Reader’s Digest (UK)

SOUTH LAWN CAR PARK Melbourne

- By Richard Mellor

It’s likely that you won’t travel all the way to Australia to visit a car park. But if you happen to be in Melbourne, then do pause in this unusual garage—if not for its serious architectu­ral pedigree, then for its cinematic history.

Below the University of Melbourne’s main, leafy campus in Parkville, ten minutes’ walk from the city centre, South Lawn Car Park was completed in 1972. Dreamed up by Dutch structural engineer Jan van der Molen, it resembles a low, shadowy forest of concrete mushrooms—wholly distinct to the neat, cheery greenery above.
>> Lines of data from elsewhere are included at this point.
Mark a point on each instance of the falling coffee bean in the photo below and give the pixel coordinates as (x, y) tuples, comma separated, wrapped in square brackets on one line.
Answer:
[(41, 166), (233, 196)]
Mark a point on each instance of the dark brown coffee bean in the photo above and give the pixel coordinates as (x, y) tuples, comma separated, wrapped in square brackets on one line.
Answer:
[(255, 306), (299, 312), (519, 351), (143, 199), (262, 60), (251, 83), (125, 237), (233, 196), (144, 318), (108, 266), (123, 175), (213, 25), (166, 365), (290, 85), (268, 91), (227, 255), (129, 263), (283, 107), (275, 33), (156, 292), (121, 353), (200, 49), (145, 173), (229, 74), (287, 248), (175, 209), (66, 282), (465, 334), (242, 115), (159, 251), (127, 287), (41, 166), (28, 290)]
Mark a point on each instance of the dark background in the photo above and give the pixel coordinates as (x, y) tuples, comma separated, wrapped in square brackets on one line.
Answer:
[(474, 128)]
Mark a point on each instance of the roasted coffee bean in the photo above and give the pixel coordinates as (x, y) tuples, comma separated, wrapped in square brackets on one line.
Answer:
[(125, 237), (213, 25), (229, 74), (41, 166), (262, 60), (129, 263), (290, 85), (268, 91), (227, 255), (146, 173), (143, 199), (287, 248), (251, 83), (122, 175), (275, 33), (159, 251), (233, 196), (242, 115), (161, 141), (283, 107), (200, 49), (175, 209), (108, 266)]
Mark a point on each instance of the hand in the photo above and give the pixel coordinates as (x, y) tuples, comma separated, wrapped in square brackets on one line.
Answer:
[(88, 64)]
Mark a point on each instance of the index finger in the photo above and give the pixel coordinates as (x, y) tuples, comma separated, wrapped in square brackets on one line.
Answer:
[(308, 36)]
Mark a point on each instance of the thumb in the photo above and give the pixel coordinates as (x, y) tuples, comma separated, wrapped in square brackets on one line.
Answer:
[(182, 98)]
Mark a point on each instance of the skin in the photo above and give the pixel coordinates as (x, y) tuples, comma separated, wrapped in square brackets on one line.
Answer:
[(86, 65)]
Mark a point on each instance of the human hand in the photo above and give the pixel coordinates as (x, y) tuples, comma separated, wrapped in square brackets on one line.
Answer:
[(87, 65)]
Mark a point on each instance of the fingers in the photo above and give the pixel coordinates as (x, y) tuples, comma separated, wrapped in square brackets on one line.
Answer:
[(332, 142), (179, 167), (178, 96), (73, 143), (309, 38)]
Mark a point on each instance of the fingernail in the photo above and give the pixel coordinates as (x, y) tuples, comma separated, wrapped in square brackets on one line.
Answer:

Consisting, specifical­ly, of reinforced shells with parabolic arches atop short columns, van der Molen’s design was soon being lauded by architectu­ral historian Miles Lewis as Australia’s “most important non-residentia­l design”.

So striking is the now-listed car park that it has frequently lured film crews. South Lawn’s most famous credit, however, came when hosting the police-garage scene in the original Mad Max movie—when Mel Gibson’s character is delightedl­y introduced to the “last of the V8s”.

Despite its gothic looks, van der Molen’s space is also lifegiving. Those concrete shells’ deep bowls enable large trees to be planted on South Lawn’s roof, with pipes inside columns helping to drain their soil.

Try to arrive and leave at different ends. Framed by two sculpted Atlas figures, the car park’s grotto-style western entrance uses a salvaged doorway from the demolished Colonial Bank of Australasi­a while its eastern door off Wilson Avenue hails from an 18th-century house in Dublin, Ireland.